Details of cell numbers, feature counts and non-zero ratios in all scRNA and scATAC datasets for paired or unpaired integration methods evaluations. Datasets used in unpaired scRNA and scATAC diagonal integration were further evaluated using the attributes of gene activity matrix (GAM).
Extended Data Fig. 2 Summary table of scRNA and ADT multimodal datasets analyzed in the SCMMIB study.
Details of cell numbers, feature counts and non-zero ratios in all scRNA and ADT datasets for paired scRNA and ADT integration benchmark.
Extended Data Fig. 3 Summary table of multimodal datasets analyzed in mosaic multimodal integration tasks in the SCMMIB study.
Details of cell numbers, feature counts and non-zero ratios of datasets for unpaired mosaic integration benchmark. The characteristics of paired and unpaired simulation datasets were separated with comma.
Extended Data Fig. 4 Details of scalability, accuracy, and robustness metrics for the paired scRNA and scATAC integration methods.

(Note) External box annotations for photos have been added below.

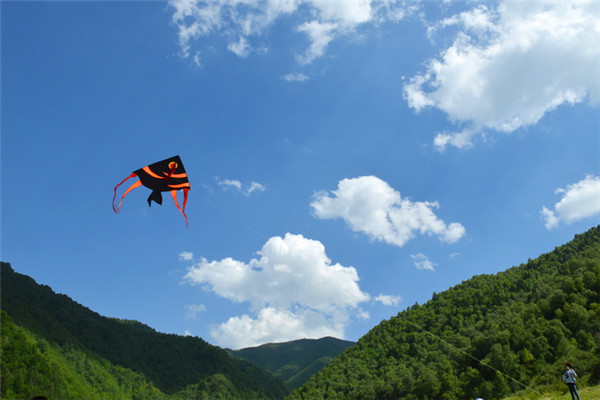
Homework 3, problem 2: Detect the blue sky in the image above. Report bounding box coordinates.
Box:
[0,0,600,348]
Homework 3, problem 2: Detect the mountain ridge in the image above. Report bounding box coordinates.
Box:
[1,262,288,398]
[227,336,356,389]
[288,226,600,400]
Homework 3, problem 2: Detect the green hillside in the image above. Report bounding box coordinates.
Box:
[289,227,600,400]
[229,337,355,389]
[1,263,288,399]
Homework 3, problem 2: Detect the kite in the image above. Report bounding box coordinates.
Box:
[113,156,190,226]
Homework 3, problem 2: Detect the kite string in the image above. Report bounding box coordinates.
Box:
[397,314,544,398]
[192,191,265,238]
[191,193,544,397]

(a) Scalability line plot of running time, peak memory, and GPU memory for all paired scRNA and scATAC integration algorithms. Algorithms using GPU acceleration are plotted with dashed lines. (b) Heatmap of summarized accuracy metrics for paired scRNA and scATAC integration methods in Fig. 2b. The summarized metric scores are shown in each cell of the heatmap. (c) Evaluation for algorithms with optional batch parameters. The metric results calculated with batch information input are labeled with the ‘(batch)’ suffix in figure. (d) Heatmap of summarized robustness metrics for paired scRNA and scATAC integration methods in Fig. 2c. The summarized metric scores are shown in each cell of the heatmap. (e) Non-zero ratios of the ground truth data used for paired scRNA and scATAC imputation evaluation across 5 repeated runs. Box plots show the median (centre line), the 25th and 75th percentiles (bounds of the box), and whiskers extend to 1.5 × IQR (interquartile range).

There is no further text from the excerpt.